Taller developments will now be allowed in Seattle's lower Queen Anne neighborhood. The City Council unanimously passed a rezone measure on Monday.

It’s the last of five neighborhood rezones expected this year, after legislation was already approved for the University District, Chinatown-International District, parts of the Central Area, and downtown/South Lake Union.

The legislation sets the maximum building height as 85 feet for most of lower Queen Anne (also known as Uptown). That's twice as tall as the existing buildings near Seattle Center.

Some people worry that 85-foot buildings could block daylight. The Bayview retirement home on Aloha St. and Queen Anne Ave. is in the heart of the neighborhood, and some residents worry they won’t have any daylight if taller building pop up next door.

Residents weighed in, for and against the legislation, at a public meeting in lower Queen Anne in September.

Alexandra Moore-Wulsin: “In fact, what it is doing is gentrifying this neighborhood, and it’s being replaced by shadowy, corrugated steel and brick canyons.
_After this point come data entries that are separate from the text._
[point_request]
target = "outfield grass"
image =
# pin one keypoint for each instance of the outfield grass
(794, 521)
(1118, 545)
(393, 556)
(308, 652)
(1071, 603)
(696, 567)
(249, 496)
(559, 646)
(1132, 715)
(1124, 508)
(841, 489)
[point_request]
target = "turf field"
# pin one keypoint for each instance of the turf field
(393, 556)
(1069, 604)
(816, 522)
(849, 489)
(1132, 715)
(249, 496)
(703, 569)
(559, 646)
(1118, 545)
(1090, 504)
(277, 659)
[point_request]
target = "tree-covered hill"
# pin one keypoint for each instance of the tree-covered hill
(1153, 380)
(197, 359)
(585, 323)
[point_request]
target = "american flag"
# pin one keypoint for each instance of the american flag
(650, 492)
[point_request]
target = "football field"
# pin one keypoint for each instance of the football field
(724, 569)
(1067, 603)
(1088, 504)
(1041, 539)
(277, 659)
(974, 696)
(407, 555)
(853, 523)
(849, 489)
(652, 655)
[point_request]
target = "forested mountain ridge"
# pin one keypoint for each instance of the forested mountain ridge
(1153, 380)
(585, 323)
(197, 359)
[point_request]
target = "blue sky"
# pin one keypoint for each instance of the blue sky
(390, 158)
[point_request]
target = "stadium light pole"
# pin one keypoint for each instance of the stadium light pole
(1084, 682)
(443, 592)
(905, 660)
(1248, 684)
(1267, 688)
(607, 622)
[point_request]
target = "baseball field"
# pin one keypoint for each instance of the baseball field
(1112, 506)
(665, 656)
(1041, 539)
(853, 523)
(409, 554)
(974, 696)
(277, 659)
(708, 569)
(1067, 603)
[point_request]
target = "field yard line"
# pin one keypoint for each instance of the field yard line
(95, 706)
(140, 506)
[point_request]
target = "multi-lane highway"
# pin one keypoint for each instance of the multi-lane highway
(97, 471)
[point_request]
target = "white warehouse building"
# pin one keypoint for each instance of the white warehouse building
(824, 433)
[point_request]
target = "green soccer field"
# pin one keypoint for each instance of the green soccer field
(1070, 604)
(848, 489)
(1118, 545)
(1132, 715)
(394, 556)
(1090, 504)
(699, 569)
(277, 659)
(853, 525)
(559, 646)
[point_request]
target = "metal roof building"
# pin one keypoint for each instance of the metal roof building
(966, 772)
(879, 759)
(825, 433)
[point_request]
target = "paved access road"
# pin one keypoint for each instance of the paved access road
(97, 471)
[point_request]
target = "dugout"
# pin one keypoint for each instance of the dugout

Please don’t do this to our city.”

Some residents cheered on the zoning changes, though, as a way to move the city forward.

Patrick Taylor: “We need more housing, and we need to build it now. This upzone will unlock affordable housing, it will let more people experience the good things of this city.”

The rezone is part of the broader HALA plan to encourage urban density. City Councilmember Rob Johnson has led the effort. The city’s goal is to create 50,000 new housing units in 10 years, including 20,000 for lower income households.

The lower Queen Anne rezone is expected to result in at least 600 more affordable homes within 20 years. That's because the legislation requires 7-10 percent of units in residential buildings to be priced for lower income households.

The same "performance requirement" for commercial developments is 5-10 percent. Developers who don’t want to offer that amount of affordable housing in their building can instead pay into a city affordable housing fund.

In 2018 the City Council will shift its attention to a citywide rezone package. That proposal is expected to increase building heights and affordable housing requirements for each urban center in Seattle.

The legislation could concentrate new growth in neighborhoods such as Rainier Beach, Othello, upper Queen Anne, Crown Hill, and Wallingford.